Chaglı Öz a également été interrogée sur les transferts de fonds identifiés par les enquêtes du MASAK. Elle a expliqué les mouvements de fonds d'environ 1,5 million de lires entre elle et son mari comme étant des prêts.

Elle a également déclaré avoir envoyé environ 5,2 millions de lires à sa mère via 221 opérations, précisant que ces fonds étaient destinés aux besoins, au loyer et aux dépenses quotidiennes de sa mère.

De sa mère, elle a reçu environ 6,069 millions de lires via 303 opérations. Chaglı Öz a expliqué qu'il s'agissait de fonds confiés à sa mère pour épargne et récupérés en cas de besoin.

Les mouvements de fonds sur le compte de Muhammed Sait Tanchalan, neveu de Mehmet Fatih Tanchalan, ont également été expliqués. Selon Chaglı Öz, son mari utilisait parfois le compte de son neveu car il ne pouvait pas utiliser ses propres comptes en raison d'une affaire judiciaire liée à une pension alimentaire.

Les données du MASAK ont révélé des mouvements de 644 000 lires sur ce compte via 11 opérations.

La question des véhicules de luxe

Le transfert répété de propriété de véhicules de luxe entre membres de la famille est également examiné par l'enquête. Le MASAK a qualifié ces actions de processus de « superposition » visant à dissimuler l'origine des biens, à compliquer la surveillance financière et à contourner d'éventuelles mesures de saisie.

Mehmet Fatih Tanchalan a nié ces faits, affirmant que les véhicules avaient été enregistrés au nom de membres de la famille pour de courtes périodes afin de transférer des plaques d'immatriculation spéciales sur de nouvelles voitures. Il a souligné que ces actions n'avaient aucun lien avec le blanchiment d'argent.

Il a déclaré avoir acheté le véhicule de luxe à son nom grâce aux revenus de ses activités commerciales.

Décalage entre revenus et mode de vie

Le rapport du MASAK note une incohérence entre le profit déclaré par Tanchalan depuis 2020, soit environ 1,1 million de lires, et le mode de vie qu'il affiche.
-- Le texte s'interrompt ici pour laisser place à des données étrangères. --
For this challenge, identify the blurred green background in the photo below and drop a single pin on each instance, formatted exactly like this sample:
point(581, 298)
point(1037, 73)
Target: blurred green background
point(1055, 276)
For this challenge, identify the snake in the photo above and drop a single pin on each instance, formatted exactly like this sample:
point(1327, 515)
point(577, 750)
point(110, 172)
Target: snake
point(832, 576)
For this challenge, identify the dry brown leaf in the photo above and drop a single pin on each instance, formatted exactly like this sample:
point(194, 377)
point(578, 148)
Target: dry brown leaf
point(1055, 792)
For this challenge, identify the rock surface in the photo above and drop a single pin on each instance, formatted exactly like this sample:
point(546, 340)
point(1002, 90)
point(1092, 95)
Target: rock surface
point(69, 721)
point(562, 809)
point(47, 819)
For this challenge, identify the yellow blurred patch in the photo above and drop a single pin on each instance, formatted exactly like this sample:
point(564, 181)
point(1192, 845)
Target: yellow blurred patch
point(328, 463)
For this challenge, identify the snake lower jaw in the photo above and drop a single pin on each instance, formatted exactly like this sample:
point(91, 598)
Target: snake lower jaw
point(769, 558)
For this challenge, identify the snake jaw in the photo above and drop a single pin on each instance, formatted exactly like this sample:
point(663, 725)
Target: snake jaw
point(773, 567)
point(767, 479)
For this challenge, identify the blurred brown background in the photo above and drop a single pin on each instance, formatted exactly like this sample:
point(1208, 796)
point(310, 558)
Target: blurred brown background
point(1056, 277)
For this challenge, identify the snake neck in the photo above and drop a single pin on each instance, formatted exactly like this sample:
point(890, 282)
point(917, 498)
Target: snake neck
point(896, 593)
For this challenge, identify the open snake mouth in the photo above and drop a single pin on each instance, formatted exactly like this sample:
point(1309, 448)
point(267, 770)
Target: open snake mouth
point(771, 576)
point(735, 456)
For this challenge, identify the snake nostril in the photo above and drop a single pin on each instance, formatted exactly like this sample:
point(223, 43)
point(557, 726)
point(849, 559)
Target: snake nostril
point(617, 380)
Chaglı Öz a déclaré tirer ses revenus des réseaux sociaux et de ses activités commerciales. Elle a précisé qu'au cours des 3 derniers mois seulement, elle avait gagné 2,5 millions de lires sur la plateforme Trendyol grâce à la promotion de produits cosmétiques, ajoutant que des factures avaient été émises pour ces revenus.

Tanchalan a indiqué qu'il pourrait y avoir une erreur dans le rapport du MASAK et qu'il était prêt à corriger toute lacune constatée dans ses déclarations fiscales ou commerciales.

Parallèlement, Chaglı Öz a affirmé n'avoir aucun lien avec des fonds illégaux. Selon elle, son mari a fait paraître sur les réseaux sociaux une richesse inexistante et a maintenu un train de vie luxueux, parfois en contractant des dettes.

Le bureau du procureur général de Van continue d'examiner les données du MASAK, les opérations bancaires, les transferts de véhicules, les bijoux du mariage et les mouvements de fonds entre les suspects et leurs proches.